Homilia no XXXII Domingo Comum B 2024
1.«Para Jesus, tudo o que não seja tudo é nada»! Dissemo-lo há oito dias, quando meditávamos no belo diálogo entre Jesus e o doutor da lei, sobre o mandamento primeiro do amor a Deus ‘com todo o coração, com toda a alma, com todo o entendimento, com todas as forças’. E hoje, o ensinamento de Jesus traduz-se numa imagem, ao vivo, da totalidade dessa entrega, por parte de uma mulher, pobre e viúva. Jesus, sentado como Mestre, como Juiz e como Rei, de frente à Arca do Tesouro, chama a Si os seus discípulos, para que observem não a quantidade, mas a totalidade; não o que cai na caixa do tesouro, mas o que fica no bolso! Para Jesus, o que conta é esta totalidade. Para Jesus, tudo o que não seja tudo é nada! É por isso, que, sem dar nas vistas, salta à vista de Jesus, o gesto humilde daquela viúva. Ela não deu pouco nem muito: simplesmente deu tudo o que tinha para viver! Todos os seus haveres e viveres. Naquele gesto, de extrema liberdade, de verdadeira pobreza, de plena confiança na Providência, esta viúva joga toda a sua vida e não apenas uma parte dela; joga tudo o que tem e não apenas os adereços ou as sobras. Ela dá tudo e não o supérfluo!Dar o que sobra não tem a marca de Deus.
2.Neste sentido, podemos dizer que o gesto da mulher, pobre e viúva, é um gesto profético que anuncia a suprema entrega de Jesus, na Cruz, Ele que não reservou nada para Si, mas Se ofereceu a Si mesmo, de uma vez por todas, por todos (Ef 5,2)e por mim (Gl 2,20). Este é o grande desafio colocado aos discípulos: seguir Cristo, oferecendo a vida toda por toda a vida, dando tudo, jogando tudo, arriscando tudo, nas mãos de Deus, pela vida dos outros. E, mais uma vez, – vede bem – o bom exemplo de uma dádiva total vem precisamente de uma mulher, que nem sequer podia ir além do átrio do Templo. É desta mulher que os discípulos recebem o testemunho do dom de Cristo, do seu sacerdócio.
3.Queridos irmãos e irmãs: nesta perspetiva da totalidade do dom da vida, valeria a pena refletirmos as causas da diminuição de candidatos ao ministério presbiteral nos nossos Seminários. Poderemos ser levados a pensar que este ministério deva ser acessível também a homens casados, de vida cristã comprovada. E teremos tantos! Mas faltará saber se os próprios, as esposas e os filhos estarão dispostos a comprometer o matrimónio e a família na radicalidade desta doação. Poderemos pensar em reconhecer às mulheres o direito a um mais amplo espaço nos lugares de liderança e de decisão na Igreja e, por que não, em abrir-lhes a porta do diaconado permanente. São perspetivas em aberto, a sinodalizar, na escuta à voz do Espírito Santo, que nos está a dar sinais de imperiosa mudança de rumo.
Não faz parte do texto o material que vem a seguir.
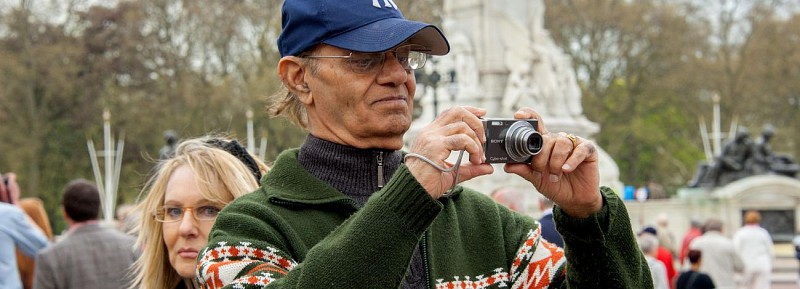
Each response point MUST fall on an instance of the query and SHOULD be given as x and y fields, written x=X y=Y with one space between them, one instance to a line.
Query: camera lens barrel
x=522 y=141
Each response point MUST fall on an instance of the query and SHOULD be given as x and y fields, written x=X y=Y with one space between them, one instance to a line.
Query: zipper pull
x=380 y=170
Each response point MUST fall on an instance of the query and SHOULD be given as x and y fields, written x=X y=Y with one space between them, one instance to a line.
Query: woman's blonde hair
x=213 y=167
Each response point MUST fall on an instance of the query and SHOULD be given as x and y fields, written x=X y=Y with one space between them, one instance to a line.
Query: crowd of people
x=710 y=259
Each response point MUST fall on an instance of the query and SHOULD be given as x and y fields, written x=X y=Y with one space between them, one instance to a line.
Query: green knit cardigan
x=298 y=232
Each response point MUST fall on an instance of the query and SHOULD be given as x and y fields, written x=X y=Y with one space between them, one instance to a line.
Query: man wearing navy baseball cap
x=350 y=209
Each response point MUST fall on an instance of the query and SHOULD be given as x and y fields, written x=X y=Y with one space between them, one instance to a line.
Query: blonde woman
x=184 y=195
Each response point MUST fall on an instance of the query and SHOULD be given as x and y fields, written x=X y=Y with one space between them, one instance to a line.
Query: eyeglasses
x=411 y=57
x=169 y=214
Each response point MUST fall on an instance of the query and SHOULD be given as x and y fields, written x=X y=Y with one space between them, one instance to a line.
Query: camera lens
x=522 y=141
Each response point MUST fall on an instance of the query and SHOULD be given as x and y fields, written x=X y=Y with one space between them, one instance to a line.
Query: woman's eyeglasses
x=411 y=57
x=169 y=214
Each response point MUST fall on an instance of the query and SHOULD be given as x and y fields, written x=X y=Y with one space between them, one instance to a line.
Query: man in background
x=90 y=256
x=16 y=231
x=755 y=245
x=720 y=259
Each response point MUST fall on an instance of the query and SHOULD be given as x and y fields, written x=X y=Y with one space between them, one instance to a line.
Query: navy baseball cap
x=357 y=25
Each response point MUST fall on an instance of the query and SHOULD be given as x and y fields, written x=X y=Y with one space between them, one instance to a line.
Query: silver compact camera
x=511 y=140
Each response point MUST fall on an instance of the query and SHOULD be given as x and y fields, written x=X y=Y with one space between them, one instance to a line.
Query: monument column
x=505 y=59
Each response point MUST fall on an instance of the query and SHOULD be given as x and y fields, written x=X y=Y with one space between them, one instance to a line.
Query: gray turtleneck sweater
x=358 y=173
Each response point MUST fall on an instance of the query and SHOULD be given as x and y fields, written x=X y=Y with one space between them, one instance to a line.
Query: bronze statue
x=741 y=158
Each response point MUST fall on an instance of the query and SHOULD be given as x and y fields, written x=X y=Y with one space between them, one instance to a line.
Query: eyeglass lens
x=411 y=57
x=174 y=214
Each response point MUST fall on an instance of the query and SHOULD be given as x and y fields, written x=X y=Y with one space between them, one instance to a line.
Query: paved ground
x=785 y=286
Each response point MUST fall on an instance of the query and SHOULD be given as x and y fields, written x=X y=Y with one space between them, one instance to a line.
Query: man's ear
x=292 y=74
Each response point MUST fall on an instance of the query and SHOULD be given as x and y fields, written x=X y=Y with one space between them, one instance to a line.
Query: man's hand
x=455 y=129
x=565 y=170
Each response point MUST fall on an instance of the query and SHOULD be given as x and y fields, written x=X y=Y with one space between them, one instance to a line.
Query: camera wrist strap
x=455 y=168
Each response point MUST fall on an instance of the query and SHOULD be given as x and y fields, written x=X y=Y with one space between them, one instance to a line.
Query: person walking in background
x=720 y=259
x=90 y=255
x=548 y=225
x=754 y=244
x=350 y=209
x=648 y=243
x=662 y=254
x=796 y=243
x=665 y=236
x=694 y=278
x=184 y=195
x=34 y=208
x=17 y=231
x=695 y=230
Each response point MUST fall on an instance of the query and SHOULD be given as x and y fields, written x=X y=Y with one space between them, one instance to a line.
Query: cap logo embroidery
x=386 y=4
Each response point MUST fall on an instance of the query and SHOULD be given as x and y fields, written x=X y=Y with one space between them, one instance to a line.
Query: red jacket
x=665 y=257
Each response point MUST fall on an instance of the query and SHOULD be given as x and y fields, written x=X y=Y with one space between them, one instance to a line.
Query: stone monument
x=501 y=59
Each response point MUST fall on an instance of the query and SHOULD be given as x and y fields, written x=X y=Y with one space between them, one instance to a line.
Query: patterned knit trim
x=535 y=266
x=221 y=264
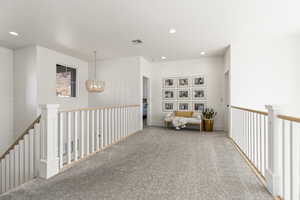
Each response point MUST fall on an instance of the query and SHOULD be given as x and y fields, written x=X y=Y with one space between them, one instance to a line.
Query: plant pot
x=208 y=125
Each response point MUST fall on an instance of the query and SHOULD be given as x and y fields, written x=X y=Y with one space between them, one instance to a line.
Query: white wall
x=211 y=67
x=46 y=90
x=262 y=72
x=35 y=83
x=146 y=71
x=122 y=82
x=25 y=88
x=6 y=100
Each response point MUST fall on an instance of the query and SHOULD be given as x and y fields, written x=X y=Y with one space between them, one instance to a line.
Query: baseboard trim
x=68 y=166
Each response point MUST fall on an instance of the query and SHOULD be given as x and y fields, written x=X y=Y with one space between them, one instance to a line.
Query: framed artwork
x=169 y=94
x=184 y=106
x=198 y=106
x=183 y=94
x=183 y=82
x=169 y=83
x=169 y=106
x=199 y=93
x=198 y=81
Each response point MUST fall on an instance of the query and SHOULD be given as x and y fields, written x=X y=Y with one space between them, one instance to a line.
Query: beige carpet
x=155 y=164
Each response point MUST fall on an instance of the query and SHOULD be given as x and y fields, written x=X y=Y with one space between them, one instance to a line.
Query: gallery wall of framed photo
x=184 y=93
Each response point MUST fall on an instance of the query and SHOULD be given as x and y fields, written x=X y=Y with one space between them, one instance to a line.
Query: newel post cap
x=49 y=106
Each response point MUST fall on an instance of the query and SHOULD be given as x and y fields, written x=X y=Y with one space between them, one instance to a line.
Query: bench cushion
x=184 y=114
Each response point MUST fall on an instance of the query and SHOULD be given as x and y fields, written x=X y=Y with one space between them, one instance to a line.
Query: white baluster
x=93 y=131
x=69 y=139
x=3 y=175
x=49 y=165
x=75 y=136
x=88 y=132
x=97 y=130
x=12 y=167
x=113 y=125
x=82 y=139
x=7 y=171
x=22 y=162
x=291 y=160
x=102 y=128
x=109 y=127
x=105 y=127
x=17 y=162
x=61 y=140
x=37 y=153
x=26 y=150
x=31 y=154
x=273 y=166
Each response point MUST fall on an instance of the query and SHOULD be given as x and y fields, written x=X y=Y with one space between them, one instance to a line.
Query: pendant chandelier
x=95 y=86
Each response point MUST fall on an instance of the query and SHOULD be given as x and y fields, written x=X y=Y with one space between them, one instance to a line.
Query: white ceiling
x=78 y=27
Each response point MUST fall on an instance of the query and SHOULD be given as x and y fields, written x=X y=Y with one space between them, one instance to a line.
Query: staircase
x=59 y=138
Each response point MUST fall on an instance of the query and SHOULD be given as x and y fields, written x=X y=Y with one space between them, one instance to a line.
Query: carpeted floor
x=154 y=164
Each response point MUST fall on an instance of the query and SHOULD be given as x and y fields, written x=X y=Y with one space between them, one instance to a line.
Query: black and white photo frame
x=184 y=106
x=183 y=94
x=198 y=81
x=183 y=82
x=169 y=94
x=169 y=106
x=198 y=106
x=199 y=93
x=169 y=83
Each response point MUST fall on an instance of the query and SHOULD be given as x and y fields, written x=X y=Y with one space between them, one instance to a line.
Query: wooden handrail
x=250 y=110
x=99 y=108
x=289 y=118
x=20 y=137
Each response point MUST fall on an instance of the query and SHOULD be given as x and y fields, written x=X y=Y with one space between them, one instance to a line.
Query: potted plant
x=208 y=116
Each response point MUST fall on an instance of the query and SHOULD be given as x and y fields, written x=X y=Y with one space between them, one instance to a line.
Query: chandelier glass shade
x=94 y=85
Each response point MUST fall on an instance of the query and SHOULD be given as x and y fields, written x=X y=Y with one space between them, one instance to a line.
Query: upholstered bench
x=182 y=118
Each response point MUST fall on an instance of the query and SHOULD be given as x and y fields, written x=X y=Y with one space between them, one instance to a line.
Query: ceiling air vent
x=137 y=41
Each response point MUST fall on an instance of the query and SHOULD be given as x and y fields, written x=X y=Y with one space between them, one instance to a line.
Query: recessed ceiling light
x=137 y=41
x=172 y=31
x=13 y=33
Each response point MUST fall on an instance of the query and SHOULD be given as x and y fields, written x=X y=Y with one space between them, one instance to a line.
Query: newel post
x=49 y=165
x=272 y=171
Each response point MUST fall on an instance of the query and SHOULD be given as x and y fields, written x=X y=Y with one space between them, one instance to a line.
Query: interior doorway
x=227 y=116
x=146 y=100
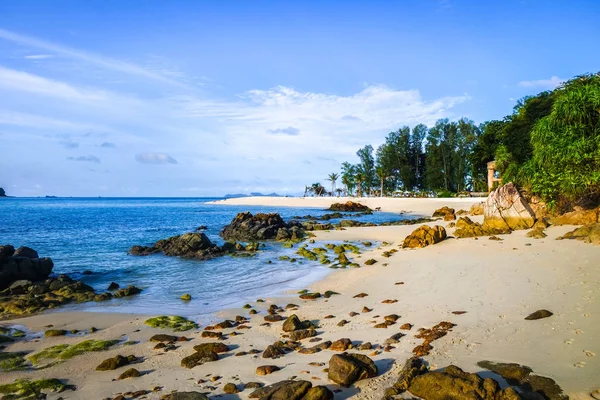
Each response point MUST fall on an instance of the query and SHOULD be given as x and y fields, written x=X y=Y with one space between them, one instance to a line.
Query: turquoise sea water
x=95 y=234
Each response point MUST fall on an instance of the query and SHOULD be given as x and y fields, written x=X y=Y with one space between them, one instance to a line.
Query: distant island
x=255 y=194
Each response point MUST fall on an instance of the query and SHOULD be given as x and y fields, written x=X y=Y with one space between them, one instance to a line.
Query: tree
x=348 y=178
x=332 y=178
x=366 y=167
x=565 y=167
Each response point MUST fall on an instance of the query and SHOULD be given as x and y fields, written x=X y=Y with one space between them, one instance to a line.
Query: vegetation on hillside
x=549 y=146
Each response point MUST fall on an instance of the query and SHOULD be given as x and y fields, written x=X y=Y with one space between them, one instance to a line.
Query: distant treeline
x=549 y=145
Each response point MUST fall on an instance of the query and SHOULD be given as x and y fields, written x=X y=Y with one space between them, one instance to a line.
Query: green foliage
x=26 y=389
x=176 y=323
x=565 y=167
x=65 y=351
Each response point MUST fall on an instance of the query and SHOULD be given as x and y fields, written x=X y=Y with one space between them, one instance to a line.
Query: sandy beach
x=497 y=283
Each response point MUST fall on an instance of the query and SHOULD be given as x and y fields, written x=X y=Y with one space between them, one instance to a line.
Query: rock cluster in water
x=348 y=206
x=246 y=227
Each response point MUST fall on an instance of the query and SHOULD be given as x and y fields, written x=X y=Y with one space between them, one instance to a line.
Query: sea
x=95 y=234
4.Mas não nos iludamos, irmãos e irmãs: a montante desta diminuição de respostas ao chamamento sacerdotal está uma crise da dádiva, na vida de tantos batizados; está o medo e a desconfiança em relação a uma entrega total, exclusiva e definitiva no matrimónio; está a diminuição drástica do número de filhos, quando não a sua substituição por animais de estimação; está a demissão da família cristã, como correia e correio de transmissão da fé; está a diminuição da prática dominical e o esquecimento da oração pessoal; está a alergia ao espírito de sacrifício e de serviço desinteressado. Numa profissão, no matrimónio, no serviço à Igreja, na vocação consagrada ou no ministério sacerdotal, a questão é esta: que posso esperar de quem não está disposto a dar a vida toda por toda a vida? Praticamente nada!
5.Eis porque é bem atual o apelo do poeta Ricardo Reis: “Para ser grande, sê inteiro. Sê todo em cada coisa. Põe quanto és no mínimo que fazes”. É essa a justa medida da nossa resposta desmedida ao dom de Deus: precisamos de homens e mulheres que se deem com tudo e com todos, para o bem de todos!